Not much different from other sales transactions, in the carbon trading process there are also two important roles, namely buyers and sellers. Buyers in this case are industrial owners who produce carbon dioxide into the atmosphere and have an interest or obligation by law to balance the emissions they emit through carbon sequestration mechanisms. Meanwhile, sellers are owners who manage forests or agricultural land and can sell carbon credits based on the accumulation of carbon contained in the trees in their forest or land.
Carbon Trading Method
Since the signing of the Kyoto Protocol, companies can no longer pollute the air for free. The right to create pollution is converted into a certificate and distributed equally to each company. For example, two factories carry out industrial processes actively and produce carbon emissions in the process. The two factories have the same allotment to produce emissions at level 5. However, in reality, factory A only produces emissions at level 3 while factory B produces emissions at level 7. So, the unused ration by factory A can be sold to factory B which will be used to cover the excess emission allowance. Such a system is called Cap and Trade in carbon trading.
In addition, factory B can also carry out another solution called Clean Development Management (CDM), which is a mechanism to reduce greenhouse gas emissions in which developed carbon-producing countries can participate or cooperate with developing countries. Or in simple terms, these developed countries make environmentally friendly projects in developing countries such as wind power plants in India or solar power in China.
Apart from that, there is also a mechanism called Joint Implementation whose legal basis is regulated in Article 6 of the Kyoto Protocol, this mechanism is implemented between industrial countries which will produce an emission reduction unit or commonly called an Emission Reduction Unit (ERU). In addition, there is a mechanism called Reducing Emissions from Deforestation and Forest Degradation (REDD+). This system requires a corporation to invest funds used to prevent forest destruction in carbon-producing countries.
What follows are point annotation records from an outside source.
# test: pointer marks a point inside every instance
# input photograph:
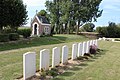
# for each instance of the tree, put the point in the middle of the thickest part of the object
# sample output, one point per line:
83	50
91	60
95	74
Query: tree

Carbon Trading in Indonesia
How is carbon trading in Indonesia? As a tropical country, Indonesia is known to have the largest carbon forest conservation area in the world. By seeing this potential, a project called the Katingan Mentaya Project was initiated to manage this potential.
The Katingan Mentaya Peat Swamp Forest Restoration Activity (Katingan Mentaya Project) is managed by an Indonesian national private company, namely PT. Rimba Makmur Utama (RMU). This project protects and restores a 149,800-hectare peat swamp forest ecosystem area, provides a sustainable source of livelihood for local communities, and contributes directly to preventing global climate change. This activity is carried out in Katingan and East Kotawaringin Regencies, Central Kalimantan.
The Katingan Mentaya Project is the largest carbon-trading ecological restoration project in the world. The area is equal to twice that of Singapore. The Indonesian forest business association estimates that our forests are capable of absorbing 5.5 Giga tons of carbon dioxide. Nearly 10% of the world’s carbon credits come from Indonesia. With a forest area of 36.5 million hectares, if it is sold on the carbon market, the figure will reach IDR 1,400 to IDR 1,600 trillion.
This carbon buying and selling business is of interest to bona fide world companies which are obliged to make up for the pollution and increased emissions they do. Like the Dutch oil and gas company, Shell. This company has a campaign in that every cent of the price of gasoline purchased by customers in Europe will be donated to the Katingan Mentaya Project program. Carbon trading offers extraordinary benefits for buyers and sellers, both in terms of the effectiveness of utilization and environmental preservation to economic financial benefits.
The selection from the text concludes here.